A frenare la crescita delle aziende italiane non è il costo del lavoro, ma la mancanza di innovazione. A dirlo è uno studio dell’economista Andrew Tiffin, realizzato per il Fondo monetario internazionaleLa principale minaccia per la competitività delle imprese italiane, e quindi per l’export e l’occupazione, è rappresentata secondo la ricerca dalla loro insufficiente capacità di “innovare ed espandersi”. Secondo il Fondo Monetario Internazionale le riforme più urgenti sono dunque quelle volte a superare il nanismo delle aziende e guadagnare competitività, perché il costo del lavoro è “sempre meno importante” nel mercato globale. Insomma: il famigerato cuneo fiscale, contro il quale da sempre punta il dito Confindustria e su cui si sta concentrando anche il governo Renzi, con il decreto Irpef – non è così cruciale. C’è invece (e questa non è una novità) “bisogno crescente di riforme strutturali”, che stimolino il settore delle imprese ad alta innovazione scientifica come il farmaceutico o l’elettronica di alto livello. Riforme, poi, che rimuovano le barriere alla crescita dimensionale delle imprese e incoraggino gli investimenti dall’estero”. Parole che evocano fusioni e acquisizioni, anche da compratori non italiani, di imprese spesso rimaste a conduzione familiare e non quotate.

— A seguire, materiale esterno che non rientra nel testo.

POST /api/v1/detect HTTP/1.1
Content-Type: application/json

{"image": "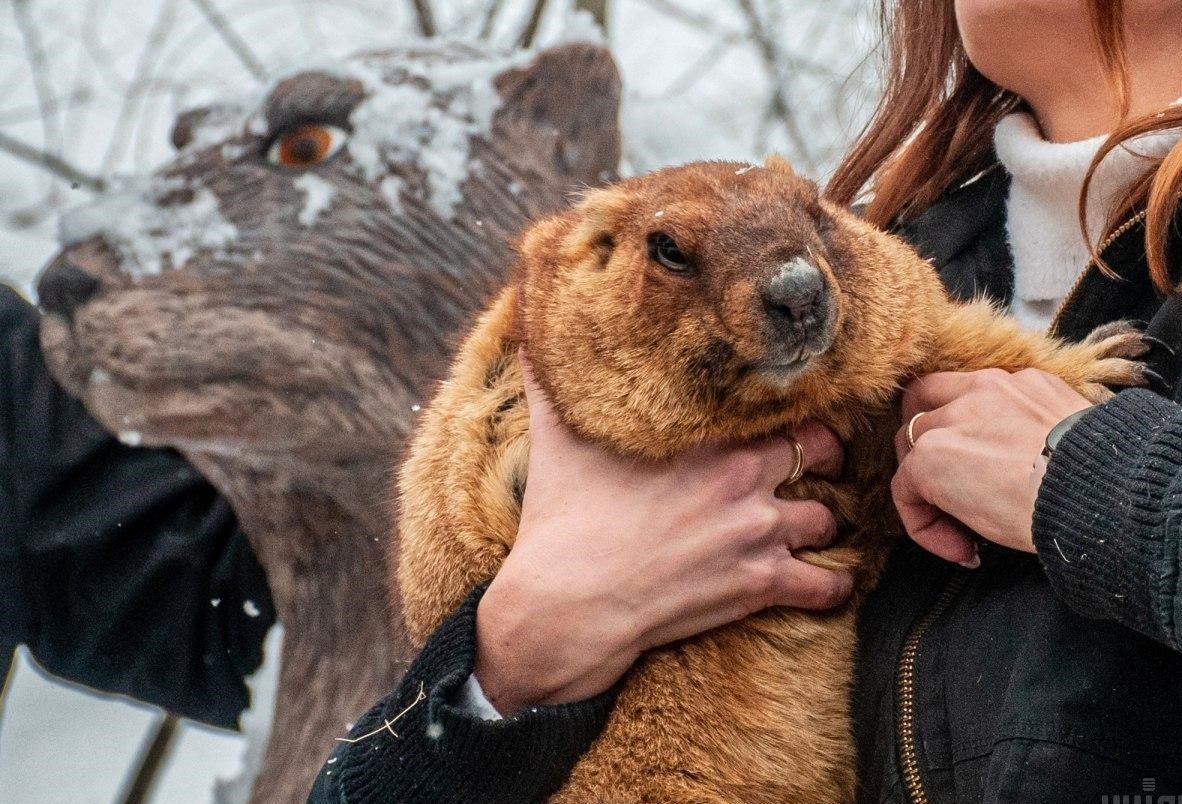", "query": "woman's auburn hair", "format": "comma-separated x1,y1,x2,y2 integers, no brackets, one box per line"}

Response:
825,0,1182,294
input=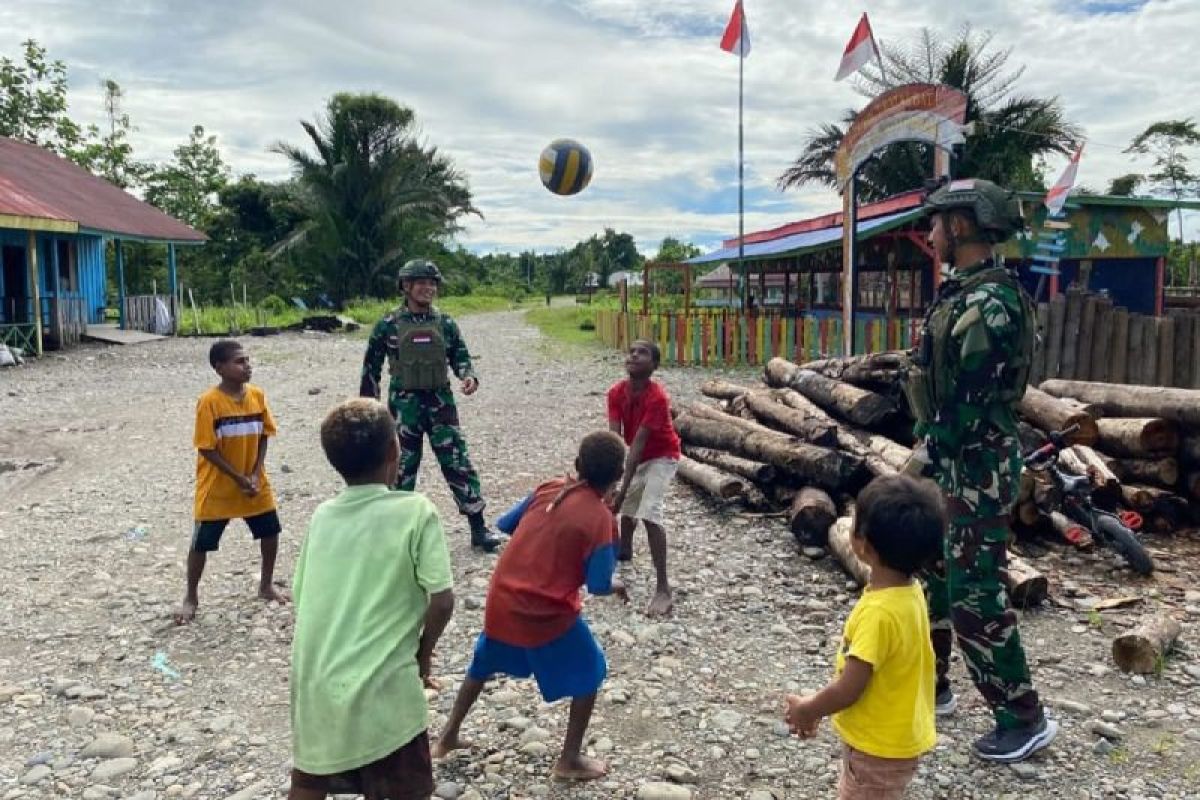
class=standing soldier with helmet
[905,179,1058,763]
[359,259,500,552]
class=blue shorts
[467,616,608,703]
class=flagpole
[738,5,750,311]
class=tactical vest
[388,313,450,391]
[904,264,1037,423]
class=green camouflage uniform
[359,306,484,515]
[916,261,1042,728]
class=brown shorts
[292,732,433,800]
[838,745,917,800]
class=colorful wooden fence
[595,308,920,366]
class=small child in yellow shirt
[786,475,946,800]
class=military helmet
[396,258,442,283]
[923,178,1025,242]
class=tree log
[1102,456,1180,488]
[676,414,863,489]
[1039,380,1200,427]
[1112,614,1183,675]
[1100,308,1129,384]
[1001,553,1050,608]
[700,378,752,401]
[829,517,871,587]
[787,486,838,547]
[683,445,775,483]
[766,357,899,428]
[743,392,838,447]
[1019,386,1099,445]
[679,456,746,500]
[1096,417,1180,458]
[799,350,908,389]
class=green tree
[779,26,1080,201]
[275,94,479,303]
[0,40,86,157]
[145,125,229,230]
[1126,119,1200,241]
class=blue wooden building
[0,137,205,354]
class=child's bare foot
[553,754,608,781]
[258,587,292,603]
[646,589,674,616]
[430,734,470,762]
[175,597,200,625]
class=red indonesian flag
[834,11,880,80]
[1045,145,1084,217]
[721,0,750,59]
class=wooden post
[114,239,125,331]
[1087,297,1112,381]
[1100,308,1129,384]
[167,245,179,335]
[1075,294,1099,380]
[1060,288,1084,380]
[1042,295,1067,380]
[1171,314,1195,389]
[25,230,43,355]
[1141,317,1162,386]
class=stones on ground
[637,782,691,800]
[91,758,138,781]
[1087,720,1124,739]
[79,733,133,758]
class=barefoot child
[288,398,454,800]
[433,431,625,781]
[607,339,682,616]
[175,339,288,625]
[786,475,946,800]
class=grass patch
[526,306,600,347]
[179,295,520,336]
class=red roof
[724,190,922,247]
[0,137,206,242]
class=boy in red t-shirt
[608,339,682,616]
[432,431,628,781]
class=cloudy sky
[0,0,1200,252]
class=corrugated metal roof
[688,207,923,264]
[0,137,206,243]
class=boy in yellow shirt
[786,475,946,800]
[175,339,288,625]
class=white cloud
[0,0,1200,249]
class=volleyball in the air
[538,139,592,194]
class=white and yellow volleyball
[538,139,592,196]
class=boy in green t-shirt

La premessa del Fmi, insomma, smonta l’architettura di gran parte delle teorie tradizionali, che impongono piani ‘lacrime e sangue’ – di cui quasi sempre sono vittime i lavoratori – per tagliare i costi: i modelli più avanzati adottati dall’istituzione di Washington dicono che “l’aumento dei costi dei fattori produttivi in Italia non si è tradotto in un aumento equivalente dei prezzi relativi dei beni italiani, in parte a causa del ruolo delle importazioni a basso costo da Paesi a bassa inflazione”.

 

La ricerca parte dalla valutazione che, sebbene esista un “gap di competitività” fra le imprese tricolori e i principali competitor europei, “il settore commerciale italiano continua a collocarsi fra i leader mondiali”. Ad assicurare la tenuta dell’export italiano sono stati fino a oggi “i fornitori specializzati”, imprese di dimensioni ridotte rispetto a quelle tradizionali del settore tessile o del cibo, ma che “che progettano, sviluppano e producono macchinari fatti su misura per particolari processi o esigenze produttive”. Aziende che hanno “inventiva e agilità”, spesso organizzate intorno a una rete flessibile di pmi o distretti industriali. Queste aziende, che sono state trainanti, “potrebbero non essere più la fonte di forza che erano in passato”, per rigidità, burocrazia ma anche per le loro ridotte dimensioni di fronte alla “natura mutevole della produzione globale, dove le imprese di maggiori dimensioni hanno più successo nell’imporre un brand”, nel finanziarsi e nell’”integrare un ciclo degli approvvigionamenti”.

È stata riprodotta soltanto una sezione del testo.